China’s controversial cybersecurity law, which requires international firms to store critical data within the country, has come into effect from today amid complaints from foreign businesses. The Cybersecurity Administration, the government body responsible for overseeing it, said a grace period of 19 months would be given for businesses to comply with cross- border data transfer regulations. The period starts on June 1 and continues until the end of the next year, Hong Kong-based South China Morning Post reported. Online service users will now have rights to ask service providers to delete their information if such information is abused.
The Cybersecurity management staff must also protect information obtained, and are banned from leaking or selling the information, including privacy and commercial secrets. Those who violate the provisions and infringe on personal information will face hefty fines. The law, passed by China’s rubber-stamp parliament in November, made it clear that no one can use the Internet to conduct fraud or sell prohibited goods. One of the biggest concerns is the requirement that all critical data and the data from “critical information infrastructure” be saved on the mainland. Such information also has to be examined and assessed before being transferred out of the country.

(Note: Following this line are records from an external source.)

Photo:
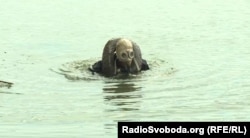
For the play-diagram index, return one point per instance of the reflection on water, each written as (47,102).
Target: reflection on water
(123,96)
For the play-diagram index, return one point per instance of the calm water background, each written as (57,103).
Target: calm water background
(198,51)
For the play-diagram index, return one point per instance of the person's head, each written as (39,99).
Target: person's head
(124,51)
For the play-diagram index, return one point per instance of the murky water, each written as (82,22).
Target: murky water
(198,52)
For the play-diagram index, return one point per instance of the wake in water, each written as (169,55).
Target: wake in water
(79,70)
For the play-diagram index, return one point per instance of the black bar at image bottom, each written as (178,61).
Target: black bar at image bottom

However, a state-run Xinhua news agency report quoted an Internet regulator as saying that the law will come into effect from today and it is not aimed at limiting foreign companies’ access to the Chinese market. The law is designed to safeguard China’s cyberspace sovereignty, national security, public interest, as well as the rights and interests of citizens, legal persons and other organisations, the statement of the Cyberspace Administration of China (CAC) said. “It does not restrict foreign companies or their technology and products from entering into the Chinese market, nor does it limit the orderly, free flow of data,” the statement said.
“China is entitled to make laws and rules to regulate its cyberspace sovereignty following international practice,” it said. However, foreign companies and governments complained the law set unfair barriers, ran counter to World Trade Organisation (WTO) rules, and lacked compliance details. Foreign firms grapple with China’s “punitive” cybersecurity laws Michael Chang, vice-president of the EU Chamber of Commerce in China, said some key areas of the law would have a huge impact on the way business was done on the mainland.
“There are [still] uncertainties and unclarified terms,” Chang was quoted by the Post as saying. A draft of the supporting regulations was released for public comment in April, while another draft measure on the definition of “critical information infrastructure” was released on Saturday. It is also unclear how such infrastructure will be protected.
The Cyberspace Administration met international stakeholders on May 19 and discussed the cross-border data movement regulations, offering the grace period, the Post report said. Chen Jihong, a partner at the Beijing-based Zhonglun Law Firm, said the decision to have a grace period might have been prompted by the absence of supporting regulations and the need for internal communication within relevant ministries and government departments; and the companies’ demands for more time to make the necessary changes.
Chen said the supporting regulations, including the cross border data transfer rules, would probably be finalised later this year because Beijing was determined to enforce the law. The Cyberspace Administration said the cross-border data flow measures were not meant to disrupt email, e-commerce or other commercial activity. It also said the requirement that operators must stop transmitting “illegal information” would not jeopardise privacy or freedom of speech.